Meski Fatwa Mahkamah Agung nomor
WKMA/Yud/20/VIII/2006 tentang pernyataan kekayaan negara dipisahkan dengan
kekayaan BUMN sudah diterbitkan, bukan berarti masalah selesai sampai disini.
Fatwa MA hanya berlaku dilapangan yudikatif saja. Namun sektor eksekutif, yang
langsung bersentuhan dengan tekhnis permasalahan, ataupun sektor kejaksaan dan
KPK yang akan mengusut kemungkinan terjadinya Tipikor, belumlah mendapat
perhatian yang berarti.
Intinya kita mesti selaraskan norma dan
hadirkan kepastian hukum dalam setiap denyut pasal perundang-undangan yang
berhubungan dengan keuangan negara. pasal 1 huruf (g) undang-undang kekayaan
negara, pasal 1 ayat (1) undang-undang perbendaharaan negara, dan beberapa
pasal lain yang ‘salah gaul’ mesti
direvisi.
Terakhir, kalau memang demikian, maka
Badan Pemeriksa Keuangan juga tidak berhak untuk memeriksa kondisi keuangan
swasta/ perusahaan (BUMN). Negara dilarang turut campur dalam urusan ‘dapur’

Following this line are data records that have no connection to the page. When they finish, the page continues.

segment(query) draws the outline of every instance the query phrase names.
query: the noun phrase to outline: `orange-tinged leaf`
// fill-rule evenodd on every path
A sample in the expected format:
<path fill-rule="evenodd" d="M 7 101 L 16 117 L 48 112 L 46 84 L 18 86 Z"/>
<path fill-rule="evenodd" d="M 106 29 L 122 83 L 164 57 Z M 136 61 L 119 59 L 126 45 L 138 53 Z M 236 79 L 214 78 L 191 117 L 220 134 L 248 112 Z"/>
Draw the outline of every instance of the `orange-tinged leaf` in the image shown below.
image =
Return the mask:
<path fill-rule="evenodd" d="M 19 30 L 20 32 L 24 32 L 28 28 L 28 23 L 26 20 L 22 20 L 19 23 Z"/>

warga negaranya. Sekali lagi, titik terjauh negara hanya berada pada saat RUPS
BUMN. Kata Adrian Sutedi, kalau BPK masih mau ‘ngotot’ masuk dan megobrak-abrik
keuangan BUMN, maka kita harus amandemen undang-undang dasar, terutama pasal
23E menjadi “Selain berwenang memeriksa
keuangan negara, BPK juga berwenang memeriksa keuangan swasta”. Kacau.